Sonuçta son yıllarda küçük çocuklara yönelik taciz ve
hayvan tecavüzü haberlerinin bu tür pratiklerin meşrulaştırılması için
raflardan, özel olarak indirildiğini düşünmek gerekiyor. Hiyerarşi, sınırlar ve
ayrımlar siliniyor. Yeni beden politikası, bunu emrediyor. Bir yandan
kınıyorlar, eleştiriyorlar, Müslüman halka saldırma imkânı karşısında ellerini
ovuşturuyorlar ama bir yandan da “baktığım hayvanla ilişkiye girme hakkım
olmalı” diyorlar. Yapılan haberler, söz konusu olguların reklâmı, promosyonu
için servis ediliyor. Taciz, tecavüz ardında başka bir ilişki biçimi
meşrulaştırılıyor.
* * *
İnternette kısa bir aramayla, batıda pedofili
destekçileriyle LGBT ağlarının iç içe geçtiğini ortaya koyan haber ve yazılara
rastlamak mümkün. “8 yaşından önce seks yap”[2] diyen bu dernekler ve STK’lar,
devletlerden ciddi destek görüyorlar. Bugün ABD’de, AB’de veya Türkiye’de
herhangi bir özel üniversitenin lisans ya da lisansüstü programının
müfredatında LGBT ile ilgili bir derse illaki rastlıyorsunuz. Üstelik şeriatla yönetilen
bir ülkede oluyor bunlar!
Bu, “ezilen” kategorisi altında sahip çıkılan şeyin bu
müfredatta anlatılanlar olmadığını birilerinin anlaması lazım. Ama anlama
pratiği de hiyerarşik, sınırlayıcı ve ayrıştırmaya dair.

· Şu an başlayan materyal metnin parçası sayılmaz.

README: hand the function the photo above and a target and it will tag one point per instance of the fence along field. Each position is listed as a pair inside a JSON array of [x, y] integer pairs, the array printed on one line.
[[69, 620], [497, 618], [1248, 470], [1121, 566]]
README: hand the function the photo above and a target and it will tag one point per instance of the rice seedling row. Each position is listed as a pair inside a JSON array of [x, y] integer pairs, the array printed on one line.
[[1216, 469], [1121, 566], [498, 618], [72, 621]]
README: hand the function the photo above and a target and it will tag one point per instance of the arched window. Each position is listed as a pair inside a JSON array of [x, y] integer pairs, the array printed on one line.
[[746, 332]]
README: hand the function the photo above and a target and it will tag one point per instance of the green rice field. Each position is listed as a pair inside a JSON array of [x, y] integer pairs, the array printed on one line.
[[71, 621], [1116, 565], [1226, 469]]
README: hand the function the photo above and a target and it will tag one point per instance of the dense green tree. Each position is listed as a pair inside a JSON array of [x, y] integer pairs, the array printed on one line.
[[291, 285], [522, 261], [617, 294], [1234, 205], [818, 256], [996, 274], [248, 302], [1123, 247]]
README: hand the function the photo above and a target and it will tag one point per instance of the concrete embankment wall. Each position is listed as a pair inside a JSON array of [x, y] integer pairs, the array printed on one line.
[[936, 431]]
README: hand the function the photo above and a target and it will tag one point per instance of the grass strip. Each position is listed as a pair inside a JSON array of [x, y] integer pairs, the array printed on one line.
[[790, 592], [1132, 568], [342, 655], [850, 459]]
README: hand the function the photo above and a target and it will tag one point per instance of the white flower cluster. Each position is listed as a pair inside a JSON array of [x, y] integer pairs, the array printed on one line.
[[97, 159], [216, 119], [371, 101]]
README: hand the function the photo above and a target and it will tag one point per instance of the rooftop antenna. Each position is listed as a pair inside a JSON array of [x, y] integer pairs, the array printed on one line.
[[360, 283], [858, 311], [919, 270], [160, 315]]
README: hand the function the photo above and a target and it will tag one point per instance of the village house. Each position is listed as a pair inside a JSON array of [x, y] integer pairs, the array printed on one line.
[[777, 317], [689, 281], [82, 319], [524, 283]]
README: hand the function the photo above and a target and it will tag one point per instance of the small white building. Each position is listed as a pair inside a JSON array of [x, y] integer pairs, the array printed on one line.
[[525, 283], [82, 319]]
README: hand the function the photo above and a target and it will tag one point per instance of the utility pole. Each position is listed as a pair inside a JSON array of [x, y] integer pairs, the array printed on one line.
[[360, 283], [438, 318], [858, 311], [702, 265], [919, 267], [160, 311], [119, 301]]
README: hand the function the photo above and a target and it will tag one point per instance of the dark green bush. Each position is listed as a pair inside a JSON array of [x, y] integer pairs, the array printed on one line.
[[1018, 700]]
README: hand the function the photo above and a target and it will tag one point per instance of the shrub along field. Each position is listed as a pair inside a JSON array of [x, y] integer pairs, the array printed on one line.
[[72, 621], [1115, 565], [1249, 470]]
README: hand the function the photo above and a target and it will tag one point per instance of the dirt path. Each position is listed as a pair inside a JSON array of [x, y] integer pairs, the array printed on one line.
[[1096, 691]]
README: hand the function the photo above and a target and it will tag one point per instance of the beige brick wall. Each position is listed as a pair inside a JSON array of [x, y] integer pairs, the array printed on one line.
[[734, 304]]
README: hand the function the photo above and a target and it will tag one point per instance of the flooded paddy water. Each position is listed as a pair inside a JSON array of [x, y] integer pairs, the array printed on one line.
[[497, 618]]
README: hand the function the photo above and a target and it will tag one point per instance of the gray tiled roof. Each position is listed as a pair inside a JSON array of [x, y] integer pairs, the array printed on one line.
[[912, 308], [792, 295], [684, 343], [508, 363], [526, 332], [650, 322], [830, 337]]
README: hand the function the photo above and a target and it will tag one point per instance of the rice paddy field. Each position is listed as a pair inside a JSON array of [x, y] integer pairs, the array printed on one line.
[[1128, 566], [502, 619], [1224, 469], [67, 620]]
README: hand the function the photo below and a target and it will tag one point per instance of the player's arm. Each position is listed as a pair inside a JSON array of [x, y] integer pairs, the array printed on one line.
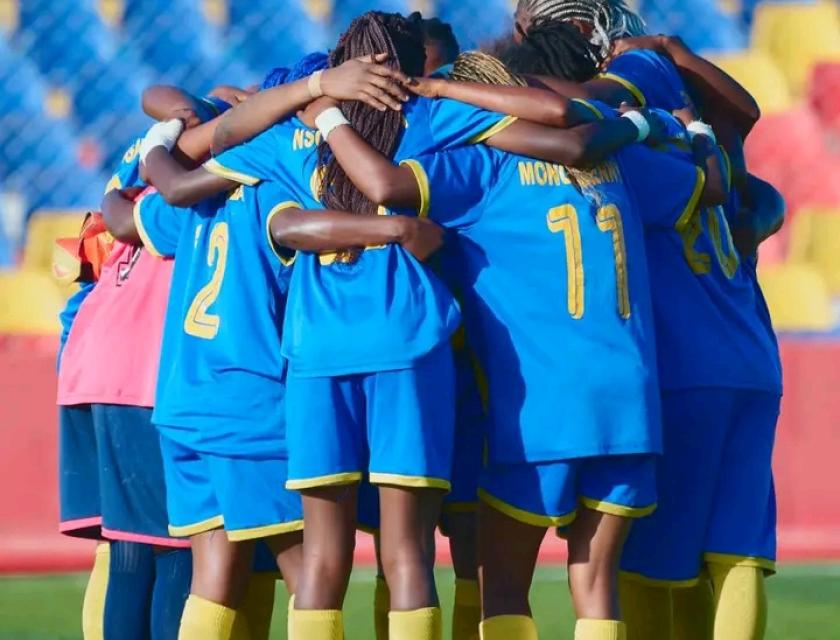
[[531, 103], [580, 146], [320, 231], [118, 214], [722, 95], [364, 79]]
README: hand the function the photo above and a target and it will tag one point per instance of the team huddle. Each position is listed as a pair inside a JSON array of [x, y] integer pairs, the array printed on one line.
[[401, 288]]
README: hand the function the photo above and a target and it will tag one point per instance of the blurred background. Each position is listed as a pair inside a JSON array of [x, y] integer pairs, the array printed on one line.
[[72, 72]]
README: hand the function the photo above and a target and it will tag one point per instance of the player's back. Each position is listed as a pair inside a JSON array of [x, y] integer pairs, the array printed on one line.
[[221, 375]]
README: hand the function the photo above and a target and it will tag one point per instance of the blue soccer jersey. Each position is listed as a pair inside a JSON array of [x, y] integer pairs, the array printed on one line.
[[221, 378], [556, 294], [386, 310], [652, 79]]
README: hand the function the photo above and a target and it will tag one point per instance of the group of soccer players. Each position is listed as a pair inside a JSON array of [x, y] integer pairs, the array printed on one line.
[[491, 292]]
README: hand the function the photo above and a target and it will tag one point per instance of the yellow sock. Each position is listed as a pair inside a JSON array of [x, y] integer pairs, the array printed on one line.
[[381, 607], [740, 602], [258, 606], [420, 624], [466, 614], [508, 628], [646, 610], [694, 611], [588, 629], [311, 624], [205, 620], [93, 607]]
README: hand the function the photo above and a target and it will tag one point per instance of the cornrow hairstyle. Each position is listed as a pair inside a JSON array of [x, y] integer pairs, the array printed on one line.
[[476, 66], [370, 33], [554, 48], [610, 19]]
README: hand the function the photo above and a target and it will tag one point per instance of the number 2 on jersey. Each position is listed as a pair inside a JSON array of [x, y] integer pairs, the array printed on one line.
[[199, 322], [564, 219]]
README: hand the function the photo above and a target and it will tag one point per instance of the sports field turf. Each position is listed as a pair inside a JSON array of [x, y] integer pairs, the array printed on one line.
[[804, 605]]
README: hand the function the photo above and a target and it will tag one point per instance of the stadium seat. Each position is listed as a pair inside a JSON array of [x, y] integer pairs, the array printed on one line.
[[704, 25], [824, 94], [815, 239], [759, 73], [798, 35], [31, 303], [44, 228], [268, 38], [477, 22], [797, 296], [789, 150], [9, 15]]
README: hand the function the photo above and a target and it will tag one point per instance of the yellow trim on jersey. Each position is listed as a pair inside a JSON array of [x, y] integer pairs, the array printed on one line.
[[691, 207], [113, 183], [422, 184], [655, 582], [632, 88], [740, 561], [590, 106], [289, 204], [216, 522], [217, 169], [141, 230], [334, 479], [500, 126], [460, 507], [414, 482], [527, 517], [238, 535], [617, 509]]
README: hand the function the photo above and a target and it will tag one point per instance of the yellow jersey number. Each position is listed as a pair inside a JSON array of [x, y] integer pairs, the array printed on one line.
[[199, 322], [726, 255], [564, 219]]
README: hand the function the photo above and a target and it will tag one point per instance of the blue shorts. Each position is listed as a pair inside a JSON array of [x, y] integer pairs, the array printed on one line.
[[78, 473], [716, 496], [131, 476], [396, 426], [547, 494], [245, 497]]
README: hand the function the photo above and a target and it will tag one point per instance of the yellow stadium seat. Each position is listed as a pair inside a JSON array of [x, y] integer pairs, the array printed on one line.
[[798, 297], [111, 12], [31, 303], [820, 231], [44, 228], [759, 73], [797, 36], [319, 10], [9, 15], [216, 12]]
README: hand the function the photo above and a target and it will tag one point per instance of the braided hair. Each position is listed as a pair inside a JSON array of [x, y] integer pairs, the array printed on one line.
[[610, 19], [476, 66], [554, 48], [370, 33]]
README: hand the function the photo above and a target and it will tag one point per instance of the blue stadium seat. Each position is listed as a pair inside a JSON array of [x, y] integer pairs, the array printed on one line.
[[477, 22], [267, 36], [703, 25]]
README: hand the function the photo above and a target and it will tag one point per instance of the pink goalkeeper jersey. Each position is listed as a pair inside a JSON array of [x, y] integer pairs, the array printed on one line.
[[113, 349]]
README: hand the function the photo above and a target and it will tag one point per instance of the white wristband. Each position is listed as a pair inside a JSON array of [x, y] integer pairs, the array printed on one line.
[[641, 123], [314, 84], [162, 134], [329, 120], [700, 128]]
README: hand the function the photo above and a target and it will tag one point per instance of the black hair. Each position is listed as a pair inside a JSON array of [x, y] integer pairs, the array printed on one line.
[[370, 33], [554, 48]]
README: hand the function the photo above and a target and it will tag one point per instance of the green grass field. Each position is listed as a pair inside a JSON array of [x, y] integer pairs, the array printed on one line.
[[804, 605]]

Bu sebeple artık solun
dünyayı yorumlaması bile mümkün değil. Solda her fırsatta kullanılmayı seven
bir yan var. Manasını bu yan sayesinde ediniyor. Sermayenin beden politikası,
bugün sol ve solculuk olarak yutturuluyor.
Eren Balkır
12 Haziran 2019
Dipnotlar:
[1] Lars Schall, “CIA: Örgütlü Suçun 70 Yılı”, 19 Eylül 2017, İştirakî.
[2] Mücahit Gültekin, “Zümrüt Apartmanı Müstakil Bir
Apartman mı?”, 31 Mayıs 2019, İslami Analiz.